# Pics of Wifey



## zapman29 (Nov 19, 2008)

Well this was shot is with a basic small studio, I used two 150 watt strobe with flash boxes these pics are untouched. dont know much about photo shop.. So dont know how to fix. Can these be done to be made better.. C&C please. Just starting out I want to learn to take better portraits. 

Thanks Z


----------



## Big Mike (Nov 19, 2008)

Looks like you are off to a good start.

The first think is to move her farther away from the background.  This should help with the shadow that is being cast onto the background.  Once you move her (and the lights) farther away, the background will get darker.  If you like darker, that's OK but if you want brighter, then you will need to add a background light.    

Another issue is separation.  There are places where it's hard to differentiate between her and the background.  By adding a background light, you might be able to get some separation there.  Also (or alternatively) you could add a hair light/kicker.  This is a light behind the subject that is pointed back at them.  It can give them a nice 'halo' effect where it lights up their hair.  

Are there any other particular issues that you are concerned about, with these images?


----------



## zapman29 (Nov 19, 2008)

Big Mike said:


> Looks like you are off to a good start.
> 
> The first think is to move her farther away from the background. This should help with the shadow that is being cast onto the background. Once you move her (and the lights) farther away, the background will get darker. If you like darker, that's OK but if you want brighter, then you will need to add a background light.
> 
> ...


 
oggh ok so i need learn better positioning i see that,  i only had two lights I wanted the third light but didnt have one on hand... dont know what you mean by hairlight kicker... the other was the photo itself is it the right color?, is the white blance corect? things like that.. i am all new to this stuff.. thanks for the inputs i appreciate it so quickly...


----------



## gsgary (Nov 19, 2008)

zapman29 said:


> oggh ok so i need learn better positioning i see that, i only had two lights I wanted the third light but didnt have one on hand... dont know what you mean by hairlight kicker... the other was the photo itself is it the right color?, is the white blance corect? things like that.. i am all new to this stuff.. thanks for the inputs i appreciate it so quickly...


 

You can do it with what you have, try Rembrant lighting, move your wife farther away set light at 45 degress to her at head hight the other side of her face will be in shadow if there is too much shadow use a reflector to bounce a bit onto the dark side and the other light can be a hair light opposite your other light 1 stop lower or a background light


----------



## ANDS! (Nov 19, 2008)

The wife looks fine, but man that background is busy as hell.  I'd go with MIKE - send that background straight to black, and focus on the missus.  Color looks fine to me.


----------



## zapman29 (Nov 24, 2008)

ANDS! said:


> The wife looks fine, but man that background is busy as hell. I'd go with MIKE - send that background straight to black, and focus on the missus. Color looks fine to me.

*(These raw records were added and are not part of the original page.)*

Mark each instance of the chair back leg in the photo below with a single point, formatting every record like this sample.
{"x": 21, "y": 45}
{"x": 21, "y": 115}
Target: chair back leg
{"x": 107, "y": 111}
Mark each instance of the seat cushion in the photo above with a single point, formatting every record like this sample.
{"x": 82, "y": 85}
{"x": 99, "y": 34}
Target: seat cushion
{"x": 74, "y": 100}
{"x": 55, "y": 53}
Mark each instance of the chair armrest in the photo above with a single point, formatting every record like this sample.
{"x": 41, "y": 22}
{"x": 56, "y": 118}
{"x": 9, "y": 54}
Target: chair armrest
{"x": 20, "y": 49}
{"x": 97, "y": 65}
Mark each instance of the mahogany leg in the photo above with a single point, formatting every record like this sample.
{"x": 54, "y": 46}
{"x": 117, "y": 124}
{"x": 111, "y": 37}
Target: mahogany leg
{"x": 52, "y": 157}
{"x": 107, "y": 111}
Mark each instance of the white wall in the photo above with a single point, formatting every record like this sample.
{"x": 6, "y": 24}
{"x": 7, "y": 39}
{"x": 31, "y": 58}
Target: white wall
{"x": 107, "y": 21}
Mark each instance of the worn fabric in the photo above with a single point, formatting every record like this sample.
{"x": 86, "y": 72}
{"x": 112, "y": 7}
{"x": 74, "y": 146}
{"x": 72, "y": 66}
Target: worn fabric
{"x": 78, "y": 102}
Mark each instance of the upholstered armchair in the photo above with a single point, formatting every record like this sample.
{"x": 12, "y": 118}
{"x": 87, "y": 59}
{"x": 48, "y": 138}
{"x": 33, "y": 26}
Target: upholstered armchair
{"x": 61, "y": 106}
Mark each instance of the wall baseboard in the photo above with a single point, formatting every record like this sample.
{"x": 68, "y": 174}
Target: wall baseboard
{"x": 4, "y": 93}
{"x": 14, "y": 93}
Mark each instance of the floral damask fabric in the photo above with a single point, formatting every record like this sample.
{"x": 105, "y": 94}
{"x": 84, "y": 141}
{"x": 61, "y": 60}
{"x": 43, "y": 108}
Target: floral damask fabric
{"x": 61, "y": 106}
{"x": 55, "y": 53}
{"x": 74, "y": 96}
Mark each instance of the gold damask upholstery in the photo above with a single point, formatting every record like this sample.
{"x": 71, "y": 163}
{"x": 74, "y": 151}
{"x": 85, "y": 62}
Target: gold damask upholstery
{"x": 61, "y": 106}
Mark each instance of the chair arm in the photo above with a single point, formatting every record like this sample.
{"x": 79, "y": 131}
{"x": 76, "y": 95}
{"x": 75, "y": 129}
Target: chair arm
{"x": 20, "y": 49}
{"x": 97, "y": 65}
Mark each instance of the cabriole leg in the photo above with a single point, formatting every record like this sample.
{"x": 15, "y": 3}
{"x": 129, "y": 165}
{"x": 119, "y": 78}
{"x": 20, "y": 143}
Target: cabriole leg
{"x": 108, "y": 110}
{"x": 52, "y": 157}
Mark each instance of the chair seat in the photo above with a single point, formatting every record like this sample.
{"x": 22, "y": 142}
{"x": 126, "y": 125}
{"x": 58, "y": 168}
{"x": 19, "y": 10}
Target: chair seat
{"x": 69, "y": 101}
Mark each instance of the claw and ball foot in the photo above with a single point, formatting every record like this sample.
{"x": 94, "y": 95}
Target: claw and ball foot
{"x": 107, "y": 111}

 dont understand about the background looking busy but ok will take another look at it...


----------



## bigtwinky (Nov 24, 2008)

Background looking busy means that there are many distracting shapes and colours in it.  To the point where it takes focus away from your subject as the eye can be drawn to these various shapes in the background.

Its a black and white background, with odd smoke effects going on, she is wearing black and white...so it all kinda meshes together. 

A portrait should have focus on the person, make them pop out of the picture.


----------